Festival du film de New York (NYFF)

Année de fondation: 1963 

Du 28 septembre au 15 octobrePosition stratégique

Dans les faits, le festival du film de New York n'a pas l'importance stratégique des trois autres grands festivals de la rentrée, mais il parvient néanmoins à tirer son épingle du jeu en présentant en primeur des films attendus et inédits, même si sa soirée d'ouverture a lieu près de deux semaines après la fin du TIFF. La catégorie principale du NYFF est Main Slate, une sélection dans laquelle on retrouve les grands titres internationaux déjà primés ailleurs (entre autres The Square de Ruben Östlund, Palme d'or à Cannes). Plusieurs autres catégories (documentaires, films expérimentaux, rétrospectives) viennent compléter une sélection destinée principalement à de fervents cinéphiles.

Un volet compétitif?

Comme dans la plupart des festivals de cinéma nord-américains, il n'y a pas de volet compétitif à New York. On mise plutôt là-bas sur l'encadrement des films qu'on propose aux festivaliers. Ainsi, la plupart des équipes se déplacent au Lincoln Center pour participer aux différents événements organisés par le NYFF, notamment des panels, des discussions, des échanges avec les cinéphiles.

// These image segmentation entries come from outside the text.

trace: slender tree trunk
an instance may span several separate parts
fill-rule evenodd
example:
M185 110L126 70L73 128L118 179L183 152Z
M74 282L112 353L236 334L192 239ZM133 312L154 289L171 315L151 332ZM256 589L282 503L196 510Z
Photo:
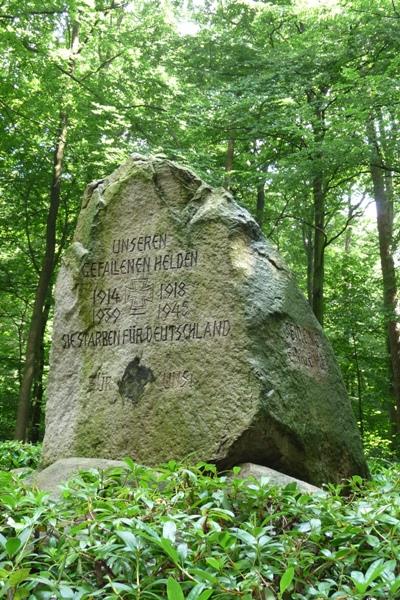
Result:
M312 282L312 309L318 321L324 322L324 279L325 279L325 194L322 177L313 182L314 200L314 257Z
M77 21L73 21L71 24L70 39L68 72L72 75L79 54L79 23ZM35 377L35 369L37 369L40 360L40 349L43 342L43 334L47 319L46 299L51 296L50 287L55 267L57 217L60 206L61 175L64 166L67 132L68 115L66 110L61 108L58 134L53 155L53 172L50 185L50 205L47 213L45 252L40 269L39 282L36 288L18 401L17 422L15 428L15 438L18 440L25 440L27 437L30 420L31 390Z
M235 140L233 138L229 138L228 147L226 149L226 159L225 159L225 179L224 186L227 190L231 189L231 171L233 170L233 158L235 155Z
M377 213L385 327L390 357L393 404L395 407L394 425L397 433L400 433L400 324L393 257L393 203L390 194L391 182L389 187L385 185L387 176L385 176L385 171L382 168L381 151L373 121L368 126L368 139L371 150L370 171Z
M313 231L307 223L303 223L303 247L307 261L307 299L312 307L313 299L313 276L314 276L314 247L313 247Z
M57 215L60 206L61 174L63 170L67 128L67 115L64 111L61 111L57 143L54 149L53 175L50 186L50 206L46 224L46 247L40 270L39 282L36 288L18 402L17 423L15 428L15 438L18 440L25 440L27 436L31 389L45 326L45 303L49 294L54 269Z
M51 306L51 297L47 297L46 304L43 309L43 329L40 336L40 350L35 365L32 389L32 415L29 427L28 440L30 442L38 442L40 440L40 426L42 420L43 409L43 371L44 371L44 333L47 320L49 317Z
M264 225L264 208L265 208L265 179L263 179L257 186L256 221L261 228Z
M356 367L357 377L357 400L358 400L358 419L360 422L360 434L361 439L364 439L364 411L363 411L363 394L362 394L362 375L360 369L360 363L358 361L358 350L357 340L354 331L351 332L351 339L353 342L353 359Z

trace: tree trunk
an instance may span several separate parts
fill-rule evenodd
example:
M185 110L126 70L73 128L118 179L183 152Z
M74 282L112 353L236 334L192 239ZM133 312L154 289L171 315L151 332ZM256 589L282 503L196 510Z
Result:
M325 194L322 177L313 181L314 200L314 259L312 281L312 308L321 325L324 321L324 278L325 278Z
M313 299L313 275L314 275L314 247L313 247L313 230L310 225L303 223L303 247L307 261L307 300L312 307Z
M264 224L264 208L265 208L265 179L263 179L257 186L256 221L261 228Z
M61 111L57 143L54 149L53 175L50 186L50 206L47 214L46 224L46 247L40 270L39 282L36 288L18 402L15 439L22 441L27 437L31 389L35 375L35 368L40 355L40 346L45 328L45 304L46 298L49 294L49 288L54 269L57 215L60 206L61 174L64 162L67 129L67 115L65 112Z
M397 433L400 433L400 325L398 323L399 306L393 258L393 200L390 193L391 181L389 186L387 182L385 185L387 175L385 175L385 171L382 168L381 149L373 121L368 126L368 140L371 151L370 171L377 213L385 329L390 357L393 404L395 406L394 425Z
M229 138L228 147L226 149L225 179L224 179L224 186L227 190L231 189L231 171L233 170L234 152L235 152L235 140L233 138Z
M46 323L49 317L51 307L51 297L48 297L43 309L43 329L40 336L40 349L35 365L32 389L32 415L29 427L28 440L30 442L39 442L41 438L41 421L43 409L43 371L44 371L44 334Z

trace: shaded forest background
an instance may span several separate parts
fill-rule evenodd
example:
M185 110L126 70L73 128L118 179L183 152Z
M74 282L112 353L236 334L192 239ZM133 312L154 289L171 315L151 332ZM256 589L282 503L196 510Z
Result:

Si les films de quelques cinéastes québécois ont eu l'honneur de faire l'objet de présentations spéciales hors festival au Lincoln Center (notamment Mommy de Xavier Dolan en 2014), aucun film d'ici, sauf erreur, n'a encore eu l'honneur d'être sélectionné au NYFF.

Les primeurs

La direction du NYFF n'a jamais vraiment été obsédée par les primeurs, mais le fait est que, bon an, mal an, elle attire quelques productions américaines de prestige qui ont sans doute été aussi dans la ligne de mire des autres grands festivals. Cette année, le film d'ouverture est Last Flag Flying, la nouvelle offrande de Richard Linklater (Boyhood, Everybody Wants Some!!). Les têtes d'affiche de cette comédie dramatique sont Bryan Cranston, Steve Carell et Laurence Fishburne. La soirée de clôture sera marquée par la présentation du plus récent film de Woody Allen, Wonder Wheel. Kate Winslet, Justin Timberlake, James Belushi et Juno Temple sont les têtes d'affiche de ce film produit par Amazon Studio.

Les vedettes

Hé! C'est New York! Les stars font pratiquement partie du tissu urbain et n'ont nul besoin de parader indéfiniment sur les tapis rouges pour briller. On préférera ici les recevoir dans un contexte de discussion et les entendre parler de leur art. Cette année, on attendra bien entendu les équipes de Last Flag Flying (Richard Linklater) et Wonder Wheel (Woody Allen), de même que celles de plusieurs films déjà présentés à Cannes.

L'histoire

Fondé en 1963 sous les auspices de l'organisation Film Society of Lincoln Center, le New York Film Festival est dirigé depuis 2013 par Kent Jones, qui préside un comité formé de cinq sélectionneurs. Destiné avant tout aux cinéphiles new-yorkais, le NYFF n'a jamais eu l'ambition de s'imposer parmi les plus grands festivals de cinéma du monde, mais sa position dans le calendrier fait en sorte que des titres encore inédits peuvent s'insérer dans une saison où la prochaine course aux récompenses est en train de se dessiner. Cette année, le NYFF célèbre son 55e anniversaire.